2011 Annual Report
1a.Objectives (from AD-416)
Objective 1: Identify genetic factors controlling bean seed processing quality and consumer acceptance attributes and identify QTL(s) for related traits including seed coat color and appearance, hardness, and digestibility.
Objective 2: Characterize genetic diversity for seed traits that influence human nutritional value of bean including antioxidant, mineral, and antinutrient levels that contribute to digestibility, and identify QTL(s) and gene(s) responsible for seed zinc accumulation.
1b.Approach (from AD-416)
Develop a linkage map for a black bean recombinant inbred line population using SSR and SNP markers. Use this resource identify QTL involved in canning quality and color retention in thermally processed beans, and to identify the Asp gene responsible for seed coat shine. Develop rapid phenotypic screens to for canning quality with near infrared spectoscopy. Measure variability for nutrient composition, cooking time, and sensory characteristics of modern and historically important dry bean varieties in the Mesoamerican gene pool. Develop populations of EMS mutagenized beans. Screen mutant populations for lines with reduced levels of seed raffinose and stachyose oligosaccharides. Screen diverse germplasm for natural variability in seed oligosaccharide content. Identify genes involved in seed zinc accumulation and tolerance to low zinc soils via transcriptome profiling, gene expression analysis, and molecular mapping.
Processing quality was evaluated on 108 black bean lines that were grown in a replicated field experiment in 2010. The materials consisted of varieties and breeding lines and a population of inbred lines developed from two varieties with contrasting canning traits. One parental variety has a superior appearance and color retention but the seed takes up less water than desirable when canned. The other parent takes up sufficient water, but loses its black bean color during the canning process. The materials were canned and evaluated for color retention, texture, appearance and water uptake. These analyses revealed a negative correlation between water uptake and color retention, two desirable characteristics. This correlation was not absolute, however, and it was possible to identify lines with both good color retention and water uptake. To elucidate the genetic control of these processing quality traits, a linkage map is under development. This map currently contains one type of molecular marker. The materials were again planted in a replicated field experiment in 2011. The two years of processing quality data will be evaluated with the molecular marker data. In addition, we are testing near infrared spectroscopy as a new method to evaluate processing quality that will not require destructive sampling.
Field experiments were executed to understand if plant breeding for agronomical important traits such as seed yield and disease resistance has also resulted in unintended changes in nutrient makeup of the bean seed. Our findings suggest that seed protein content has decreased in some dry bean market classes, including red, black and pinto as compared to heirloom varieties. The decrease in seed protein in most, but not all cases was associated with an increased overall seed yield. Micronutrient content was found to vary significantly in bean varieties. One important finding of our work was that some bean varieties retain a greater percent of their minerals upon thermal processing than other varieties. The cellular basis for these differences will be explored. Since flavor is ever becoming more important to consumers, but often overlooked by bean breeders, a sensory evaluation protocol for cooked beans was developed and a pilot study was conducted with navy beans. More sensory evaluations are planned for the future.

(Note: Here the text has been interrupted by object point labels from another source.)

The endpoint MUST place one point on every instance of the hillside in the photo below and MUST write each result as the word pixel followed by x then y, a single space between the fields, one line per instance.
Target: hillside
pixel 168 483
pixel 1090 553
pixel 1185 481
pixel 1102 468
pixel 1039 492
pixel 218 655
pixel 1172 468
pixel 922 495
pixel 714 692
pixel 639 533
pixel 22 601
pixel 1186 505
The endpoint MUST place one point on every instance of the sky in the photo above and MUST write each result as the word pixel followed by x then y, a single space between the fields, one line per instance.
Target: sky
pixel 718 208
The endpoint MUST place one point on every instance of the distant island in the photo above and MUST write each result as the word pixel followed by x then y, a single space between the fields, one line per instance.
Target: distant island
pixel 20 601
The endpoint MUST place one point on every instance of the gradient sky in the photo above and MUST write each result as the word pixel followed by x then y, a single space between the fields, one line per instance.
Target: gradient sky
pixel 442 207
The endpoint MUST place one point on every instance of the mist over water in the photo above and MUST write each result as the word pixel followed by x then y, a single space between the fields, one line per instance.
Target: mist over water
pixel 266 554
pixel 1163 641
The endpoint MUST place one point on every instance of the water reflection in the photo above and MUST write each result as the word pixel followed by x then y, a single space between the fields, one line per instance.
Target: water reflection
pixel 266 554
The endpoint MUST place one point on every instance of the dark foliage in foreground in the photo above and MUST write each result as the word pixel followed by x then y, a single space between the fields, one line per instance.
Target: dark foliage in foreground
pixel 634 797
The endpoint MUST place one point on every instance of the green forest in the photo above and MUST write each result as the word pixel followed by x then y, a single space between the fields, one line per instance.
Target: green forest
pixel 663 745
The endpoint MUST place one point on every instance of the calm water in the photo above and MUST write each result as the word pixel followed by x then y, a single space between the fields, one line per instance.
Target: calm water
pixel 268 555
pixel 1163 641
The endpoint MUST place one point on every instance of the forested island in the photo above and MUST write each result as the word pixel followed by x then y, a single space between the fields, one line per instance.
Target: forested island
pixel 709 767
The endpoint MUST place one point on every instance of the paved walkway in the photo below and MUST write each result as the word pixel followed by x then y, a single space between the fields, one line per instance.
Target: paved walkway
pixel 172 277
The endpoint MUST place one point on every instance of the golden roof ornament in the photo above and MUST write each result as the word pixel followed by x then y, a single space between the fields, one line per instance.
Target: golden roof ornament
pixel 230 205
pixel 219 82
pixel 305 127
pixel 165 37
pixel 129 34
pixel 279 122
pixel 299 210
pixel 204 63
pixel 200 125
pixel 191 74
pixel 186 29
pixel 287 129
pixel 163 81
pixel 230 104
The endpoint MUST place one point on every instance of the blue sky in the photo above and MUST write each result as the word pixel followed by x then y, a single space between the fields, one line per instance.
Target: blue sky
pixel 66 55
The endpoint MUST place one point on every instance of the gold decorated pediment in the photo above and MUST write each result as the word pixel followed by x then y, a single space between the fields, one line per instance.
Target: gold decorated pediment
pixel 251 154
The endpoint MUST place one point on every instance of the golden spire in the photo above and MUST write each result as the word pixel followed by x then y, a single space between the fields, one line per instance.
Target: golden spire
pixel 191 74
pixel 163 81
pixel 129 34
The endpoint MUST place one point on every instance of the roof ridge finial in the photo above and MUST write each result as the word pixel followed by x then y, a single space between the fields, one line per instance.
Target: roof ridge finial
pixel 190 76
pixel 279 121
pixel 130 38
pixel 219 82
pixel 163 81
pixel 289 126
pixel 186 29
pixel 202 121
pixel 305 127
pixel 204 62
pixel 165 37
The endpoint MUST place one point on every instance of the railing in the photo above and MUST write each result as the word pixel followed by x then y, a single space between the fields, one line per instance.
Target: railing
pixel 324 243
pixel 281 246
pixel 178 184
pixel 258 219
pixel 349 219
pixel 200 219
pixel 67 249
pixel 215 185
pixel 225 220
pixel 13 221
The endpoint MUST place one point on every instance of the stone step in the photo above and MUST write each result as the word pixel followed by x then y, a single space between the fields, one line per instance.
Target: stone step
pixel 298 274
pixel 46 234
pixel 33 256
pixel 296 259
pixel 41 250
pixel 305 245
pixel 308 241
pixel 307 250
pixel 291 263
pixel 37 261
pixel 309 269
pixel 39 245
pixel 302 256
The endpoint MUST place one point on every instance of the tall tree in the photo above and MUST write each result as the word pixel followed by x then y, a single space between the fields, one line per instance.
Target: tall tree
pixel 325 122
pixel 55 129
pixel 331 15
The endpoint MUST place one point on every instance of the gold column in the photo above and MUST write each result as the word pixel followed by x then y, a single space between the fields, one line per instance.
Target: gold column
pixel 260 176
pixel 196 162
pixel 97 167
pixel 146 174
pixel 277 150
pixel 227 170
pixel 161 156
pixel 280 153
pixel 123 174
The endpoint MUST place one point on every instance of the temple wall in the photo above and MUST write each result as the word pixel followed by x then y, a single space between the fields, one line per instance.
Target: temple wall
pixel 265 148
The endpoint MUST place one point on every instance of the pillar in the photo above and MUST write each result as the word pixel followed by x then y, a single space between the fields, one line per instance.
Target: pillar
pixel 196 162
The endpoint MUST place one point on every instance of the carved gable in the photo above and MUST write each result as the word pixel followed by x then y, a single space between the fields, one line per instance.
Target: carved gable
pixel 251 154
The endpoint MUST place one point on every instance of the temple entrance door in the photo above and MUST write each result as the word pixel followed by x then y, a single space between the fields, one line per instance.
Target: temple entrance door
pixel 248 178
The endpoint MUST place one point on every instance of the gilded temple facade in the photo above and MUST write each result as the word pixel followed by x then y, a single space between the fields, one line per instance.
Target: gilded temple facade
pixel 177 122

Substantial progress has been made in the development of mutagenized bean populations. These populations will be used as genetic tools to understand how mutations in genes of interest change the plant phenotype. Thus far populations have been developed in select varieties in the two bean gene pools, the Andean and Mesoamerican. We currently have over 2500 mutant lines for each of three bean varieties that are ready to use for genetic screening.
Progress has been made in understanding the genetic control of zinc concentration in bean seeds. A genetic complementation test has revealed that the basis for low seed zinc in two bean varieties is two different genes. An analysis of the transcriptome of the developing pods of these two low seed zinc varieties and one high seed zinc variety is underway.

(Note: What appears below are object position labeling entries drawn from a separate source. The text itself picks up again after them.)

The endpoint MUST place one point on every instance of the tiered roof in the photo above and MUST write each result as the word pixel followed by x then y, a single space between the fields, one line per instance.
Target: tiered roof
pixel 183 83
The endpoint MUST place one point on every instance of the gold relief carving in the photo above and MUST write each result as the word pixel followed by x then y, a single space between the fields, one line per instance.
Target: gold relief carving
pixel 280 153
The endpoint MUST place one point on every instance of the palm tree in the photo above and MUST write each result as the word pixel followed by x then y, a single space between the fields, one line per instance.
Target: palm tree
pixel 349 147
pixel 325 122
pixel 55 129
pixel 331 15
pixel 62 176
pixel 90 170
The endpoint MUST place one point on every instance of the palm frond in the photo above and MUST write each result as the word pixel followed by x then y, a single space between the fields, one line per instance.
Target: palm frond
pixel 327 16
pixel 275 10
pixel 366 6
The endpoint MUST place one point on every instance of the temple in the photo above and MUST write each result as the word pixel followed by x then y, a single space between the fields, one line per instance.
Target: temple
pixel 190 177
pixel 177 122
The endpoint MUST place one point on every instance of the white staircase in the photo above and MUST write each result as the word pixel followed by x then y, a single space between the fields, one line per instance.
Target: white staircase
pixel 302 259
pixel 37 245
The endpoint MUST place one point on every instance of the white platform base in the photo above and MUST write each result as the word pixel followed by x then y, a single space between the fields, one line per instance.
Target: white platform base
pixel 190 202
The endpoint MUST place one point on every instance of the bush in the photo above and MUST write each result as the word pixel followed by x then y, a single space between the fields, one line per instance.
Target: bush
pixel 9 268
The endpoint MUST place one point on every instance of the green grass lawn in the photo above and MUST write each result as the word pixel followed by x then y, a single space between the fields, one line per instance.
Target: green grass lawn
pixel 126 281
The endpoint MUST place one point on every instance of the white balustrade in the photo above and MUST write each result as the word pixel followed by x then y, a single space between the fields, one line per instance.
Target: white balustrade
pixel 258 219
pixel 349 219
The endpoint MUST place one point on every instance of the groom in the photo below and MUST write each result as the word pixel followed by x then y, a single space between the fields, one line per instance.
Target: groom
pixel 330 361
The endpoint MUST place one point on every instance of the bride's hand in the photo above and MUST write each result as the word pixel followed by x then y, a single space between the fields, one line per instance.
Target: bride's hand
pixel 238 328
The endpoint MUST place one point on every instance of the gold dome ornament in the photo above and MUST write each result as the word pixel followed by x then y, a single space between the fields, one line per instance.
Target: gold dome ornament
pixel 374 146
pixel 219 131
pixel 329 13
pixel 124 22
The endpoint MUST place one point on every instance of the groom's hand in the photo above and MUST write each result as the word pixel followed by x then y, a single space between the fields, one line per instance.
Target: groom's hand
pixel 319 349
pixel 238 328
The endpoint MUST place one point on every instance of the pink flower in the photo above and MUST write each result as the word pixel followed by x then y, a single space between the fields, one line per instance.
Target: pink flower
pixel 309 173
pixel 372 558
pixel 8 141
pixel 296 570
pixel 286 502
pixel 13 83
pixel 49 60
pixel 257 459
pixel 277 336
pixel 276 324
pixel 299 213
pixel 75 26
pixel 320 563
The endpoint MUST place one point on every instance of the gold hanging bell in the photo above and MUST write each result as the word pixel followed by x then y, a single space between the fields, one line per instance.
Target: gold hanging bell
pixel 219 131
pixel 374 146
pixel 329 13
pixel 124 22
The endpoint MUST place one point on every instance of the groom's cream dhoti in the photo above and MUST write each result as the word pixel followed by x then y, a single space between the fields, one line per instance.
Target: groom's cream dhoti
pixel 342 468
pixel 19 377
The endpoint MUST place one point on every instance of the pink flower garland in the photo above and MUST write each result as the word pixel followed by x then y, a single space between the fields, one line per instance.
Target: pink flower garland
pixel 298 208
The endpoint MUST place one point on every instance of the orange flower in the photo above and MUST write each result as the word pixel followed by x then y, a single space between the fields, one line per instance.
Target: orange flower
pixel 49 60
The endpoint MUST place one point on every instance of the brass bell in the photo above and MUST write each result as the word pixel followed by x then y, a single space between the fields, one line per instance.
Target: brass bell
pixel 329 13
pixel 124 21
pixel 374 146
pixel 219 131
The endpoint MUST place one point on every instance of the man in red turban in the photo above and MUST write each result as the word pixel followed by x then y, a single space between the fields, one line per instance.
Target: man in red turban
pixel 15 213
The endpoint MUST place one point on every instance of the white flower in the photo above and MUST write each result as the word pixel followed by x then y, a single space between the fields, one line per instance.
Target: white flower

Identification and genomic location of ten zinc transporter genes in the dry bean genome. Zinc transporters (ZIP) are a family of proteins that transport zinc and other minerals within the plant and to the seed. Characterization of these genes is a useful step in the biofortification of plant foods with micronutrients essential to the human diet and often in short supply. ARS researchers in East Lansing, MI have identified ten members of the ZIP family in the dry bean genome via DNA sequence analysis. The position of these genes in the bean genome in relation to molecular markers was determined. One of these genes has been found to be linked to a region of the genome important for ferrous iron accumulation in bean seeds. This research will help bean breeders develop biofortified bean seeds using marker assisted selection.